Nearly 40% larger than the next largest cruise ship, Royal Caribbean’s Oasis of the Seas left the shipyard in Finland this week en route for its new home in Florida. Five times larger than the Titanic, the $1.5 billion ship has seven neighborhoods, an ice rink, a small golf course and a 750-seat outdoor amphitheater. It has 2,700 cabins and can accommodate 6,300 passengers and 2,100 crew members. Too large for existing cruise ship terminals, a $75 million terminal in Port Everglades had to be built to accommodate the new ship.
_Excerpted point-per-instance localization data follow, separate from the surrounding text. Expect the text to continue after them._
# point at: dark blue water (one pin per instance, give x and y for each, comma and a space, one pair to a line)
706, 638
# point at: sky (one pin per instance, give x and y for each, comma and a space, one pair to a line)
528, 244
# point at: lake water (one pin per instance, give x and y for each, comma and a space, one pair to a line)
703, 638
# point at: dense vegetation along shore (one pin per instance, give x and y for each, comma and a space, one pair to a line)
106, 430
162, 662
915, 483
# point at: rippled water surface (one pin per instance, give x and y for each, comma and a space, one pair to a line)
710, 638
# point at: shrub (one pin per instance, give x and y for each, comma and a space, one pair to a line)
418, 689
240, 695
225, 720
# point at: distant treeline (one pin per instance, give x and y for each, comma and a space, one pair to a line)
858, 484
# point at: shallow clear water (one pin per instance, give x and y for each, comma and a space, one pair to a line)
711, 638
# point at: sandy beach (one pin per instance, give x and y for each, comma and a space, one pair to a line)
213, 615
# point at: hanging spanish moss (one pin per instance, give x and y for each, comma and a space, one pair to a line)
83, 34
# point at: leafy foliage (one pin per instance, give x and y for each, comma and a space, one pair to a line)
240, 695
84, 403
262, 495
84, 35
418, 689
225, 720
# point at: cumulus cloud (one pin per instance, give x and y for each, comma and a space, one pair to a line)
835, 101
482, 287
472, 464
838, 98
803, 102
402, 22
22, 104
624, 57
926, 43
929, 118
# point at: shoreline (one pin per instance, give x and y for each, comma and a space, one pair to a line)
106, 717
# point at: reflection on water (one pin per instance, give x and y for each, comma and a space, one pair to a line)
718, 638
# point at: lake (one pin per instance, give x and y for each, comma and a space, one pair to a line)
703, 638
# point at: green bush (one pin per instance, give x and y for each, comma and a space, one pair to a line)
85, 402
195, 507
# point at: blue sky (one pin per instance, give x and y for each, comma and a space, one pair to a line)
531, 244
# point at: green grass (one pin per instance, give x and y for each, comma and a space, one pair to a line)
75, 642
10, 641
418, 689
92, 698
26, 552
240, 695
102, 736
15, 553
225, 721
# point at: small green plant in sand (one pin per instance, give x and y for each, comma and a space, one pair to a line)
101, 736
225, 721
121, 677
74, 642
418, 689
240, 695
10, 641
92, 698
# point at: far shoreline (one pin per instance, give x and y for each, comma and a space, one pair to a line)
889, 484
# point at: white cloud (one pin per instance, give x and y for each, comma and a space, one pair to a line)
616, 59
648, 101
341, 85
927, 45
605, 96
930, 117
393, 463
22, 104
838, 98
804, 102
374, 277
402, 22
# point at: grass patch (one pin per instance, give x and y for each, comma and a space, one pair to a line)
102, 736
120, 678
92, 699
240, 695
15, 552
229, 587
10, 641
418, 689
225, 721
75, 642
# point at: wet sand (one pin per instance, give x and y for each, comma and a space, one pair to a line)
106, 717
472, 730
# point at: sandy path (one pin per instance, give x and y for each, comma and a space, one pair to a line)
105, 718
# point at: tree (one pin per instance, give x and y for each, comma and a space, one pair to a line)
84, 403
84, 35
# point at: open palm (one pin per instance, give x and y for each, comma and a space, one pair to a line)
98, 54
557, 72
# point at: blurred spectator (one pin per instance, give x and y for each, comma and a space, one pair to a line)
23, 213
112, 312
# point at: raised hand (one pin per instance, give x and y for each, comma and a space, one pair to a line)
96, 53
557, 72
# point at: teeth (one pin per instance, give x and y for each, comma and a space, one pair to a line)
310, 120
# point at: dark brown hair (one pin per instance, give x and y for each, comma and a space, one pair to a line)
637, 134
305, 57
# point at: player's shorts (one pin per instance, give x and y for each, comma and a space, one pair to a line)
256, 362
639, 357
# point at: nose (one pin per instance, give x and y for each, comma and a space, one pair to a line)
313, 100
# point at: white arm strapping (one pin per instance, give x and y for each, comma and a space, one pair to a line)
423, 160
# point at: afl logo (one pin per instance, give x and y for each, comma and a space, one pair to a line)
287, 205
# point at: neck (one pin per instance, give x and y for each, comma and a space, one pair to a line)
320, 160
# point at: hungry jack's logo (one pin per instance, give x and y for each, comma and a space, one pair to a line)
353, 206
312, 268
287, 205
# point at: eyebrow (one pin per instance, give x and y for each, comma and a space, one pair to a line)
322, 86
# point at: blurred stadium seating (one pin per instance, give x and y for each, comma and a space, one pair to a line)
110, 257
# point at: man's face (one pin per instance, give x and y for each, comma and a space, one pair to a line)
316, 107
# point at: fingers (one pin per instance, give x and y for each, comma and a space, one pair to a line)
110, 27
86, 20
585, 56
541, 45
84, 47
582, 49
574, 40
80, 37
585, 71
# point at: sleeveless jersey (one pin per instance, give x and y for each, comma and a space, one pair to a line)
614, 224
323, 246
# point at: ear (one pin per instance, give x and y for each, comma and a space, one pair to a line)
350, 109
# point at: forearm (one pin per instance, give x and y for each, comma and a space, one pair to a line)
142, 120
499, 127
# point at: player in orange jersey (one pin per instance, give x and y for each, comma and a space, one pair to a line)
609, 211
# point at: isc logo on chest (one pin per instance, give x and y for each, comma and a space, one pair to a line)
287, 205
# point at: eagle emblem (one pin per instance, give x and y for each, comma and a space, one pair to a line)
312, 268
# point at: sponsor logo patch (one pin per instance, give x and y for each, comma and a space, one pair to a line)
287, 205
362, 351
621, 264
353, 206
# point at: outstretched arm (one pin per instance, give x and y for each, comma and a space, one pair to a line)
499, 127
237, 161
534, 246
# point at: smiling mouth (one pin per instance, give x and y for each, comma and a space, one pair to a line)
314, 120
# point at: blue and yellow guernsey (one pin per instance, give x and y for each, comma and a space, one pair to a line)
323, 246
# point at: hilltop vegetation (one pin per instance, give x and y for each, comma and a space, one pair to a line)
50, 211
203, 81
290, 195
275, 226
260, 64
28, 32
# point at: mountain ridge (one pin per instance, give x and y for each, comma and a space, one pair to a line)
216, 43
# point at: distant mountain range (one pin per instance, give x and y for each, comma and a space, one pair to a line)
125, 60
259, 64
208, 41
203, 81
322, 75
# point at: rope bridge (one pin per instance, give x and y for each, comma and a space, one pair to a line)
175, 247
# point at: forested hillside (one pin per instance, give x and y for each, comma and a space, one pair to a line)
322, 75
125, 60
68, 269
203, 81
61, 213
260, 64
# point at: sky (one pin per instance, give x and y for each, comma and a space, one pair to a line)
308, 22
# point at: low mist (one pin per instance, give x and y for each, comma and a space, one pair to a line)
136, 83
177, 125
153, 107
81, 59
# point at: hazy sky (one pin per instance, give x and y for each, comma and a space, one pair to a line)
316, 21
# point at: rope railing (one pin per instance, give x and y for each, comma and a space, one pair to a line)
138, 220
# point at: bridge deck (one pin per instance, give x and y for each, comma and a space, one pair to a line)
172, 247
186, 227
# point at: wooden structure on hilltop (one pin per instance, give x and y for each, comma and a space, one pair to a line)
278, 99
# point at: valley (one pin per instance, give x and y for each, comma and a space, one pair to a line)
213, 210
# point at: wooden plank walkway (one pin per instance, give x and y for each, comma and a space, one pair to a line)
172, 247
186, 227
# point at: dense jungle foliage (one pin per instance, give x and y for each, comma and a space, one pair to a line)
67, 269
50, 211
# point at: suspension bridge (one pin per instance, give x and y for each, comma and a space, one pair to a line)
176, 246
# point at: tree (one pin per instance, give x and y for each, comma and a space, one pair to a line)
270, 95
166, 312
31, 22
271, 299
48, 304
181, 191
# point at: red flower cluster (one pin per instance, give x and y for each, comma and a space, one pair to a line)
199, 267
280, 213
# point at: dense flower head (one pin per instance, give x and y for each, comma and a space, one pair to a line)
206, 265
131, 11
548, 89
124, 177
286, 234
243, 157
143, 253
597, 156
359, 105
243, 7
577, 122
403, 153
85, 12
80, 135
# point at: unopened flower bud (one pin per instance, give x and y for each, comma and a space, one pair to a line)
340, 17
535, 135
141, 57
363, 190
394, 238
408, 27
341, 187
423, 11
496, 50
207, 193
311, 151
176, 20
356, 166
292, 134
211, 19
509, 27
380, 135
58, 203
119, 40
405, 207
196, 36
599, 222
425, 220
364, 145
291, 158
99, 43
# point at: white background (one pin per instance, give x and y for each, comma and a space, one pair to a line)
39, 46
What awful timing to launch such a display of decadence! The ship has been in the making for 6 years- building started right at the top of the market. We don’t know the backstory, but imagine the ship’s idea was driven by the climate of consumer spending in the early 2000s: consumers wanted bigger, better, more decadent. Shows of wealth abounded with consumers buying larger homes than necessary, signing jumbo mortgages and overextending on credit. Surely, such a concept as the world’s largest cruise ship would have been popular then. But now? Things have changed. Frugality is the new affluence. Middle-class consumers are saving more than ever. Those that do have money to spend have cut way back. Even affluent consumers are reluctant to admit they’re still buying luxury when they do. The less-than-stellar bookings for the Oasis have certainly shown this to be true.
So what happens when the consumer needs that a product is based upon change midway through the product’s development cycle? Such cases do happen -especially in products with long r&d cycles like cars, software and cruise ships. In this case Royal Caribbean would be wise to use messaging to downplay outdated consumer values like luxury and decadence and focus on current consumer ideals like value, entertainment and community. As well, they can talk about the human achievements in innovation and technology needed to design and build the ship. And the sheer number of labor hours which gave lots of people work for a few solid years. In messaging on these values, Royal Caribbean stands a better chance of connecting with consumers then if they continue simply talking about how big and decadent the ship is.